De tradições milenares ou Evento da Mercearia 3M - parte II

Introito

“Those who cannot remember the past 
are condemned to repeat it.” 
George Santayana, The Life of Reason, 1905

Jester, conhecido como bobo da corte, é uma figura recorrente na História. Conta-nos a Britannica sobre seu surgimento entre os faraós da Quinta Dinastia Egípcia (aproximadamente 2500 a 2350 AC), tornando-se comum nas sociedades ocidentais a partir do século XII, onde gozava do privilégio de ser o único cidadão com permissão para escarnecer até mesmo o Rei. Não temos mais reis e o bobo, arrisco, desembocou no comediante de nossos dias, com a diferença deste eventualmente perder sua imunidade e passar a ser perseguido em algumas  federações decadentes muitas vezes sob a égide da própria Justiça. A ninguém é vedado descumprir a lei, como a ninguém era vedado calar o bobo, e reinados não eram exatamente ambientes democráticos. Estamos perdendo para regimes absolutistas? Eles deveriam ter desaparecido na Idade Moderna... Se enfrentamos dificuldades em lidar com comediantes, é porque algo está mal em nossa sociedade. Estes dias os mecanismos de buscas retiraram o livro do Adolfo de seus resultados.
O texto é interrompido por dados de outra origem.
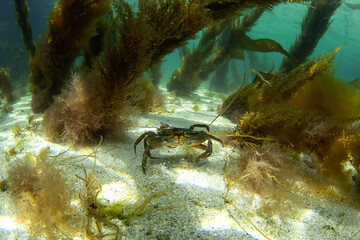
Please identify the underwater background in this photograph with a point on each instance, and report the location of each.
(183, 119)
(282, 24)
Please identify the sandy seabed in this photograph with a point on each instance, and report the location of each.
(194, 191)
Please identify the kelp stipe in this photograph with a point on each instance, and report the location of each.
(71, 25)
(5, 86)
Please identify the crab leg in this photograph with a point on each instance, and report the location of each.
(207, 153)
(199, 125)
(139, 140)
(216, 139)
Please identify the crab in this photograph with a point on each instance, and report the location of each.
(171, 137)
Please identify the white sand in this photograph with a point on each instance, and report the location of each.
(199, 185)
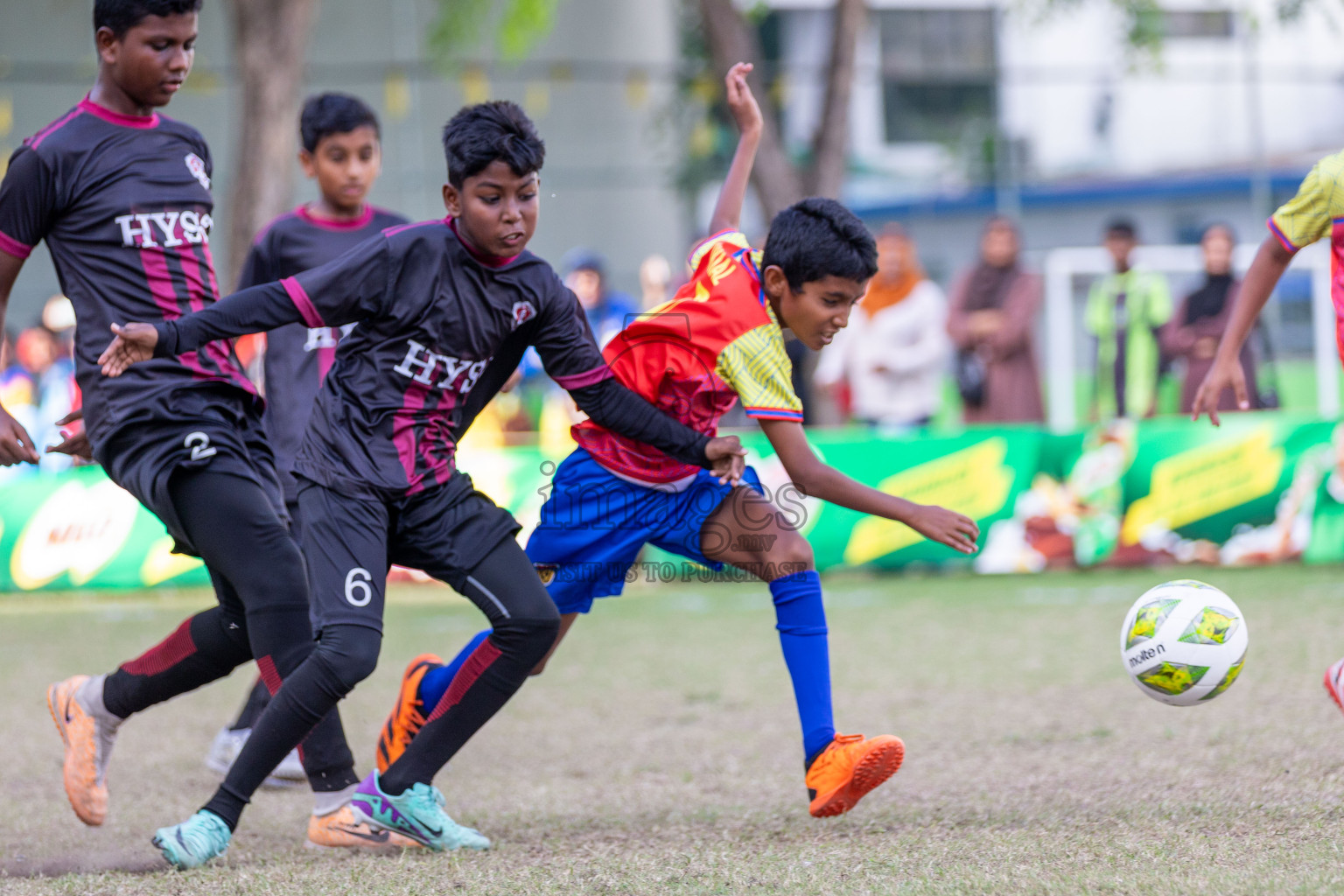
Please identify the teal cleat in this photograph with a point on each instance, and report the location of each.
(418, 815)
(193, 841)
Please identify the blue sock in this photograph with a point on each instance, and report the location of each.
(436, 682)
(802, 620)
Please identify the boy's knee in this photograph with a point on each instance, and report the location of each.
(348, 655)
(792, 555)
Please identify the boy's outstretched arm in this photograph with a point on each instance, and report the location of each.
(15, 444)
(746, 113)
(822, 481)
(621, 410)
(340, 291)
(1270, 262)
(255, 309)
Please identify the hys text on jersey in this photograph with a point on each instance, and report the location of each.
(164, 228)
(441, 371)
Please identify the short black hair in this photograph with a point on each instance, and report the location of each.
(333, 113)
(124, 15)
(486, 132)
(819, 238)
(1123, 228)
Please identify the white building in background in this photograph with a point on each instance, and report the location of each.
(599, 89)
(937, 78)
Não podemos romantizar o assunto sério, não estamos mais em época de Gentlemen Prefer Blondes (1953) ou The Shrinking Man (1957); amanhã alguém vai repetir dos judeus todas as mentiras infames já dirigidas a eles, e caso consiga levantar-se em movimento aparentemente inédito, não adiantará os semitas tentarem esconder-se em um cinzeiro, pois serão encontrados. Está aí o exemplo de porque não podemos nos esquecer do passado. Pretender apagá-lo é um erro; censurar ideias, uma tolice. Se e quando piadas passarem do ponto, somente uma sociedade esclarecida - o único suporte real para uma democracia de verdade - saberá diferenciar entre comédia e apologia, e tomar a decisão correta de como proceder. Títeres de ditadores fazendo as vezes de censores, prefiro-os nas valas do Oitavo Círculo. 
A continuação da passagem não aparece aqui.